During his tenure, Lansing led NPR through the pandemic and turbulent presidential election and aftermath, as well as coverage of the war in Ukraine. He also moved to diversify the newsroom and content, as well as the NPR executive team, which now includes more than 40% people of color, from 9% in 2019. Overall representation of people of color increased to 42% this year, from 33% in 2019, according to the network.

Earlier this year, Lansing announced the layoffs of about 10% of the current staff, amid a soft ad market and a drop in revenue from corporate sponsors. He cited a projected shortfall of $30 million. NPR is among a number of media outlets that have cut staff in the past year.

Jeff Sine, board chair of NPR, credited Lansing for “his principled and tenacious leadership through a turbulent time for NPR, our system and our nation.”

“From developing pandemic protocols to sitting alongside President Biden at this year’s White House Press Dinner, John has faced the highs and lows with grace an equanimity.”

In his note to staffers, Lansing also wrote,  “All of you — and I mean every person working in every role at every level of this company — played a role in serving our audiences and the public interest at a time of incredible need. You should all stand proud, and it has been the honor of my career to have you as colleagues.”
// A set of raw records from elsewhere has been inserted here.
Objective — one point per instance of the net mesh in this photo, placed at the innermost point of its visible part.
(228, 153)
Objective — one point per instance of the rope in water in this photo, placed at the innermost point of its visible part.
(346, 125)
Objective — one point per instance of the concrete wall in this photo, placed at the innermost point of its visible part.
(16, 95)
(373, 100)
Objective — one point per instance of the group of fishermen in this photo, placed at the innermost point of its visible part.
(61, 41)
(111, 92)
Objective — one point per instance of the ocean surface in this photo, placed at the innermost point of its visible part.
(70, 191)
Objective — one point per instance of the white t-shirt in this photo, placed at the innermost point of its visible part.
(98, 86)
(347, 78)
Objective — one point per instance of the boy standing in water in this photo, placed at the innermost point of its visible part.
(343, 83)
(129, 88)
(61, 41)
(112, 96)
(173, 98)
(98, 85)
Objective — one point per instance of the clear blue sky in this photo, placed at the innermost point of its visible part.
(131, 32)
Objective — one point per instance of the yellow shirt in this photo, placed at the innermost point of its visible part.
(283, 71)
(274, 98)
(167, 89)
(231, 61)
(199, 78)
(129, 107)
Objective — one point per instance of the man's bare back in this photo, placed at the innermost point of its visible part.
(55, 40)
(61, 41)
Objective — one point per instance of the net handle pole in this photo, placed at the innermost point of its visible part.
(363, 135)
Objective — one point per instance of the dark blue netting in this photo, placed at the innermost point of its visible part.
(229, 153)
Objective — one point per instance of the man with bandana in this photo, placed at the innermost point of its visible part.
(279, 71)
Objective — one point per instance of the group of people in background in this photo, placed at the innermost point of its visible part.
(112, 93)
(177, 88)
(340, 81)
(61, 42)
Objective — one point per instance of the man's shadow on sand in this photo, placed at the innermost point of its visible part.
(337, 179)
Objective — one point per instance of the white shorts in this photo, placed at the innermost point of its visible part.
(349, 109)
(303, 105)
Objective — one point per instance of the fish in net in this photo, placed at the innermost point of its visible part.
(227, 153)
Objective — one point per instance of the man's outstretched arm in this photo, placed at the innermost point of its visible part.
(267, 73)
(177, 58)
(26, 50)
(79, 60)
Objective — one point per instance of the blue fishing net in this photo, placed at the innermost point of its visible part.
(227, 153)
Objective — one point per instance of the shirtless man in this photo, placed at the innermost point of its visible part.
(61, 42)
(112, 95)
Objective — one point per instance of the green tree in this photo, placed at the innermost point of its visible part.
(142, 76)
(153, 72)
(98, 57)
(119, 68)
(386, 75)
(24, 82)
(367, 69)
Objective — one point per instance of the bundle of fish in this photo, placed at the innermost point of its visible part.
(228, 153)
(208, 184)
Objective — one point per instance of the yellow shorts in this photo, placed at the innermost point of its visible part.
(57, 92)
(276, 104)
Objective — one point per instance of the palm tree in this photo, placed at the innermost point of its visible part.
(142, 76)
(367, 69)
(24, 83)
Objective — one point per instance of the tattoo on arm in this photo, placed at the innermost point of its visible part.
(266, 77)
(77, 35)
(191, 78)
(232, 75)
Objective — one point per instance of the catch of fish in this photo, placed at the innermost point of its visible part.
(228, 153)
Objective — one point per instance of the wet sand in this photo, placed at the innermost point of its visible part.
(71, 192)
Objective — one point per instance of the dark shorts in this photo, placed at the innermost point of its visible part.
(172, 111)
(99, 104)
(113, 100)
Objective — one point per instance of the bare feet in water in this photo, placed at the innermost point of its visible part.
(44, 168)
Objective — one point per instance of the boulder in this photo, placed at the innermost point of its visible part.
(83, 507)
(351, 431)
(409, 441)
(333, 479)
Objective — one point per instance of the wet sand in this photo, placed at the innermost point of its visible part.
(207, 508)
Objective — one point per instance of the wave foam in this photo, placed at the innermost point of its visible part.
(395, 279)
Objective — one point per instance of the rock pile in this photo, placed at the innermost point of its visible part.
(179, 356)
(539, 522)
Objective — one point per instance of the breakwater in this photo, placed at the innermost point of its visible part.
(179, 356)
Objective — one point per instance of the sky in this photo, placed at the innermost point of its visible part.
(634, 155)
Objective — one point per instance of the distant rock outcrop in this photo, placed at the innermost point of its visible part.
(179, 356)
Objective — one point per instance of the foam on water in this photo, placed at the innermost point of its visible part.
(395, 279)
His departure also will be the latest change in leadership at a major news organization. Mark Thompson was tapped last week to become the next CEO of CNN, succeeding Chris Licht after a short tenure. CBS News recently named Wendy McMahon to serve as sole head of CBS News and Stations, after the departure of her co-head, Neeraj Khemlani. Early this year, Noah Oppenheim left NBC News after nearly six years as president, as part of a reorganization. Rebecca Blumenstein was hired in a new role, president of editorial for NBC News.